Symbolpolitik und Klima…
Symbolpolitik bekommt man derzeit viel zu sehen: Umgeben von Kohle-Arbeitern unterschreibt Präsident Trump am vergangenen Dienstag ausgerechnet im Hauptgebäude der US Umweltbehörde EPA in Washington ein Dekret in Sachen Klimaschutz und will damit den „Krieg gegen Kohle beenden“. Große Aufregung weltweit – alle Welt schimpft auf diesen Präsidenten, der damit den „Clean Power Plan“ seines Vorgängers Obama torpediert.
Das alles ist Symbolpolitik, denn die Umsetzung dieses Dekrets dürfte ohnehin länger dauern als viele annehmen, alleine der administrative Prozess könnte Jahre benötigen. Genauso wird übersehen, dass auch über den „Clean Power Plan“ der Regierung Obama derzeit an US Gerichten gestritten wird.
Es wird viel über Klimaziele geredet und das nicht erst seit gestern, doch abgesehen von großen Worten, tut sich zu wenig: Ich erinnere mich noch gut an das zähe Ringen bei der vergangenen Klimakonferenz in Paris.
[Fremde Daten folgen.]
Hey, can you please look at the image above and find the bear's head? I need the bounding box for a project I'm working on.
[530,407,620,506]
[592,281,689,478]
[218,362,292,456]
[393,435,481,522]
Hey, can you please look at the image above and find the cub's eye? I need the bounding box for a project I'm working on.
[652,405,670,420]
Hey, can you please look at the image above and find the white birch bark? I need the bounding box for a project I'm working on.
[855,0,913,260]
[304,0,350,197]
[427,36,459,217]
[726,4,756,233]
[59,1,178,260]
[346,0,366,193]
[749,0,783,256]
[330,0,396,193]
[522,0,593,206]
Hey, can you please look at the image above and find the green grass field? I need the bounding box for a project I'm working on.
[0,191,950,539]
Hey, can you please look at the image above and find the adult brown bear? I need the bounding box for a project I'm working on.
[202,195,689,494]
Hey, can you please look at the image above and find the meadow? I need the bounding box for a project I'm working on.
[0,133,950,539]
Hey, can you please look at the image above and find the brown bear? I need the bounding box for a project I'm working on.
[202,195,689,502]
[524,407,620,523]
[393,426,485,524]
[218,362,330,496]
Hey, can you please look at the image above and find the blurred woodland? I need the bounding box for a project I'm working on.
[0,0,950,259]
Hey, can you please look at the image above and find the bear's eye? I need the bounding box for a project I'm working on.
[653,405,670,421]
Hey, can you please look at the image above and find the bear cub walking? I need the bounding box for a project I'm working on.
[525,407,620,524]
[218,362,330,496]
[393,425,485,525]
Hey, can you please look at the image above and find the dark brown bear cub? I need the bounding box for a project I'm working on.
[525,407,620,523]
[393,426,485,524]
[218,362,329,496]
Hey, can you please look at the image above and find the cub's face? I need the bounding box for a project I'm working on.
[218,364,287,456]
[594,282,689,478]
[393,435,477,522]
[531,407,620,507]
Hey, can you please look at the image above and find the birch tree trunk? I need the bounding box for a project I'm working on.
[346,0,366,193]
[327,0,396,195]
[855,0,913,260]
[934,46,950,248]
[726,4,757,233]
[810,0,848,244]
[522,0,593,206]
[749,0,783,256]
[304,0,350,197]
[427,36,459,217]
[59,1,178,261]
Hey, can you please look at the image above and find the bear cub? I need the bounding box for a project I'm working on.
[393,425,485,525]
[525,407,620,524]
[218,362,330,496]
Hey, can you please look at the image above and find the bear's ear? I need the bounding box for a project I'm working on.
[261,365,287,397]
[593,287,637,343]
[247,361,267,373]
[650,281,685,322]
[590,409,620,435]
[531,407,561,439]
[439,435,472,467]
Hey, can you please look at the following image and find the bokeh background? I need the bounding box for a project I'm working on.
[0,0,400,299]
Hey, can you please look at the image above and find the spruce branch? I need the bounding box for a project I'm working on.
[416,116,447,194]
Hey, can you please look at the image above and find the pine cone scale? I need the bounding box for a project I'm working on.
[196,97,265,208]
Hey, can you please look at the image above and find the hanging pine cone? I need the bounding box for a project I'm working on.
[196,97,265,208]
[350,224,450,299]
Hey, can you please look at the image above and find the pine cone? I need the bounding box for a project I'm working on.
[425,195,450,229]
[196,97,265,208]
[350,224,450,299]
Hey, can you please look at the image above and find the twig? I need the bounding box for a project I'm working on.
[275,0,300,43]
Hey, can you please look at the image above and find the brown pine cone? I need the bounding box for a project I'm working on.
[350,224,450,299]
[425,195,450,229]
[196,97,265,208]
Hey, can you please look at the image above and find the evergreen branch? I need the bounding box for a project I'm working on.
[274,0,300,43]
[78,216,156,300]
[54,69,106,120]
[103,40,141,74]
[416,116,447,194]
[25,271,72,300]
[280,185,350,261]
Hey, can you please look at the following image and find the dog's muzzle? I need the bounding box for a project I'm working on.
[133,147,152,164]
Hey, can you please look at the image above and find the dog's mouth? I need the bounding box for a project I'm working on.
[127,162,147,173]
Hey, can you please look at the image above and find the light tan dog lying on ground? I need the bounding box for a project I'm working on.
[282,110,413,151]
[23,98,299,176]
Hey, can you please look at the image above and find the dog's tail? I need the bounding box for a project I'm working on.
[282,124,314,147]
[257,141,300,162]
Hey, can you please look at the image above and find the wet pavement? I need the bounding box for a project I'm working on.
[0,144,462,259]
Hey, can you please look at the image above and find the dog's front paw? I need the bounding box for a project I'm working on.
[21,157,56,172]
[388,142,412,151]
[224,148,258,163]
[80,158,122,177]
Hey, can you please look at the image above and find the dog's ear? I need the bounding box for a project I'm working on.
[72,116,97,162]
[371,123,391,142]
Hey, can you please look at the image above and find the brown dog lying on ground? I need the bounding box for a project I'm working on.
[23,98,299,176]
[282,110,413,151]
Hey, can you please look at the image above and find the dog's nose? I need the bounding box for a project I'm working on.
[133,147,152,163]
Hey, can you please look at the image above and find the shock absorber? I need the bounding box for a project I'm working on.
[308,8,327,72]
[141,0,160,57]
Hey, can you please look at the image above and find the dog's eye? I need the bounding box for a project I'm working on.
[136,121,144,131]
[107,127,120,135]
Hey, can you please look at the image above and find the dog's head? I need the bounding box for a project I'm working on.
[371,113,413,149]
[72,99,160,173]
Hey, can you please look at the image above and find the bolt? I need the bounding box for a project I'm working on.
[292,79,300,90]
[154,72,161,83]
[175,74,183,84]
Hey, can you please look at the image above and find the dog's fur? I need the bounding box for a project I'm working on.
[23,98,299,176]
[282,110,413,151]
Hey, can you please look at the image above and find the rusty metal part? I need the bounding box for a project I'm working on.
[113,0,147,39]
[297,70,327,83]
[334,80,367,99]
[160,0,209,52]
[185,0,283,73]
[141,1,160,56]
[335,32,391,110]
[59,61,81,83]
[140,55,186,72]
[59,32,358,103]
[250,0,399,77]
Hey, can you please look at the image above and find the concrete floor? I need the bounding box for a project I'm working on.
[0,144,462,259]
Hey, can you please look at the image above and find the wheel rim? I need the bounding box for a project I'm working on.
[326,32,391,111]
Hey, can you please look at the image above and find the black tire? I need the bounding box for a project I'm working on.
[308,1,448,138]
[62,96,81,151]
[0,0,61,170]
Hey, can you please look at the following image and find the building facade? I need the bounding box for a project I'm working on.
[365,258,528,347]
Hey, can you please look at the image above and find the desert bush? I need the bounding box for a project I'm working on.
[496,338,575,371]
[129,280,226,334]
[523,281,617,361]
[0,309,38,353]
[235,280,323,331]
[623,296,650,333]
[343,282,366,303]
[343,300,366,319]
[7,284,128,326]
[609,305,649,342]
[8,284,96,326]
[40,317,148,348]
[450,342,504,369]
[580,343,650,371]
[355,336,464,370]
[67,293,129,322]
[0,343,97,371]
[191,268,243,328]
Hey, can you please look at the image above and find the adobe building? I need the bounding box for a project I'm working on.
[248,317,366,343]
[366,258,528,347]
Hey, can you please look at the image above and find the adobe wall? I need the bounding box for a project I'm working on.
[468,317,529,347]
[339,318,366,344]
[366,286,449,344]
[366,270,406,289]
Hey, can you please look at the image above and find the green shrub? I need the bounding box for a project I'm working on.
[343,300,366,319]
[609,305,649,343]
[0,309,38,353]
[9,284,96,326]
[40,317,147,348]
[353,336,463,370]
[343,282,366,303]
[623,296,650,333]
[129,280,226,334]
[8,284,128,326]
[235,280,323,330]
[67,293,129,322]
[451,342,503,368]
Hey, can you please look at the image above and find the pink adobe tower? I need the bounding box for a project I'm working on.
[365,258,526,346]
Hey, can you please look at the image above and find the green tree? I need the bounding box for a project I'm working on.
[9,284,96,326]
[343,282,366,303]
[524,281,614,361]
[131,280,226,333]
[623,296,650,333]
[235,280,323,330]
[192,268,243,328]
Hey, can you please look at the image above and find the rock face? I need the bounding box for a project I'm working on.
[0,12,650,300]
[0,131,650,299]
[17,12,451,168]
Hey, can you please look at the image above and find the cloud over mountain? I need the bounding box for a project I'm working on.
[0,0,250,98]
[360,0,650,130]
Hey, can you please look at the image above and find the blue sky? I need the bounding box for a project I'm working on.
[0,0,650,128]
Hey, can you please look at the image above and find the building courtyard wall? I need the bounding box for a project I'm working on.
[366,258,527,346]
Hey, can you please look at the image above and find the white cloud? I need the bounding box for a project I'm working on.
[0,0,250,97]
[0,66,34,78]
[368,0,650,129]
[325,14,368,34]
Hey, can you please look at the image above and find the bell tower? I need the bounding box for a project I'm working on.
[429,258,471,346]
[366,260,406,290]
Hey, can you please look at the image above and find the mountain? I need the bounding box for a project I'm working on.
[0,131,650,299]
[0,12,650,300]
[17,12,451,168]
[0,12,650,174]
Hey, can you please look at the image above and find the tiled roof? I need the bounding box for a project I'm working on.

Am Ende wurde uns allen die Konferenz als „großer Erfolg“ verkauft, doch wenn man sich die Details ansieht, merkt man, wie wackelig die gemeinsam vereinbarten Klimaziele sind. Große Symbole, doch wo bleibt die Realität?
Erinnern Sie sich an das trostlose Scheitern der Klimakonferenz 2009 in Kopenhagen, an peinliche Treffen in Hotelzimmern und an Staatsmänner, die wie auf einem Bazar handelten? Die USA waren offen gesagt nie ein Vorreiter in Sachen Klimaschutz und das hat sich auch unter Obama nicht wirklich verändert. Unter Trump merkt man, wie labil das US-Bekenntnis in Sachen Klima tatsächlich ist. Manchmal gibt es ein absurdes Hin- und Her: Im November 2015 etwa stoppte US-Präsident Barack Obama den Bau der umstrittenen Keystone XL Pipeline. Bei dieser Nord-Süd Pipeline soll Öl aus kanadischen Ölsanden zur Weiterverarbeitung nach Texas geleitet werden. Untersuchungen zeigten, dass bei dieser Ölgewinnung etwa 17 % mehr CO2 freisetzt wird als beim konventionellen Öl Abbau in den USA. Donald Trump genehmigte am 24. März 2017 erneut den Weiterbau der Pipeline und kürzt den Etat der Umweltbehörde. All das im Dienste von „America first!“.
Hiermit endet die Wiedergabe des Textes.